For Palestinian youth, economic hardships and endless frustrations coupled with a shrinking political space and living under occupation render them less interested or even indifferent about the fragile political situation in the occupied Palestinian territory (oPt).
Levels of political participation among youth are alarmingly low in the oPt; studies show that some 70% of young Palestinians are politically inactive.
Despite forming 30% of the population, youth in Palestine have limited say in the decisions that affect their lives, despite their high potential to be active agents for change.
ActionAid works with young people, supporting them to understand and engage with issues of rights and democratic participation. One project – implemented in collaboration with our national partner Masarat - aims to help youth generate alternative ideas for a political system that can meet their aspirations.
Qamar, a 27 year old young woman from Hebron, is one of the project’s participants. She thinks it’s important that young people are involved in politics.
“There are different types of political participation; the Palestinian people are all knowledgeable in different ways and at different levels,” says Qamar. “I believe that as people living under occupation, we should have a level of political awareness and knowledge of the occupier”.
Another participant, Tahani, 26, agrees: “We need to be politically active to try to change the miserable situation; things are getting worse but we need it [political activism] to deliver our messages and make our voices heard”.
However, a large segment of the Palestinian youth do not share such enthusiasm for many reasons, mostly economic but also the lack of trust in the current political system, internal political divisions and social pressure.
“Only one political path is available and you cannot deviate from it. The results of any election are already known because there is only one party anyway,” comments one young person.

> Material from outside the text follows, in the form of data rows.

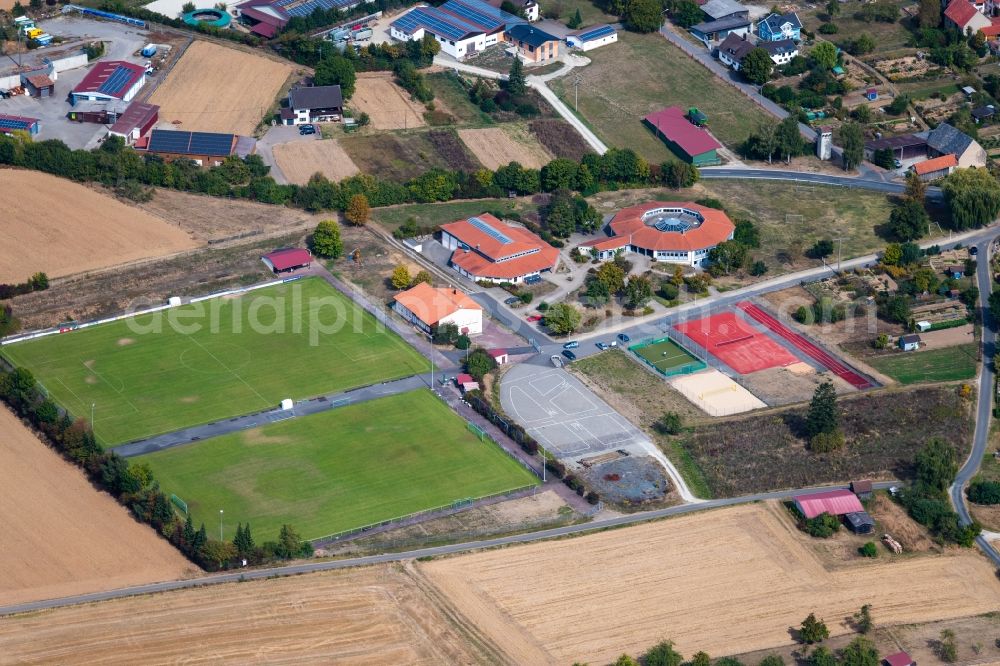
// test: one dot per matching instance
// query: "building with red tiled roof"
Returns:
(694, 144)
(484, 248)
(833, 502)
(427, 307)
(669, 231)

“Most of the people in my social sphere are inactive politically; and those who are active are limited to one direction only,” says Tahani. “Also, the social pressure is unbearable when it comes to political participation. We are expected to follow a certain path and that makes it even harder to push for change”.

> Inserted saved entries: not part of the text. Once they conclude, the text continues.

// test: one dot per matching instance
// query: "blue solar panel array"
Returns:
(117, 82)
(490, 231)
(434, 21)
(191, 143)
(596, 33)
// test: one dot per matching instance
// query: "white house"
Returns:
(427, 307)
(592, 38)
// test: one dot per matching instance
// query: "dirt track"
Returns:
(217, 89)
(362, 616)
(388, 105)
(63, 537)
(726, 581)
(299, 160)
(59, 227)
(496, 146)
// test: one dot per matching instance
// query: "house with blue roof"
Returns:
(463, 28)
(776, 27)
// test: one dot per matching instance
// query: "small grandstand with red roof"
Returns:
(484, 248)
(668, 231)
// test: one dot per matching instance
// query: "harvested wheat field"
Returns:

“When it comes to my social circle,” adds Qamar, “I feel they have neither national nor political sense and I believe it is because of the difficult economic situation, the unwillingness to be affiliated with a political party and of course fear of persecution. There is also a cultural element to it - for instance, the view that women should not be involved politically.”
ActionAid believes in the power of youth to bring change to their communities and improve the situation in the oPt.
“The Palestinian youth are strong and resilient, they have endured a great deal but they are still filled with hopes and power and they show that repeatedly,” says ActionAid Youth Project Officer Mai Alqaisi.
“Well-informed and proactive political engagement is what the youth need to be more influential and have a greater say in their futures.”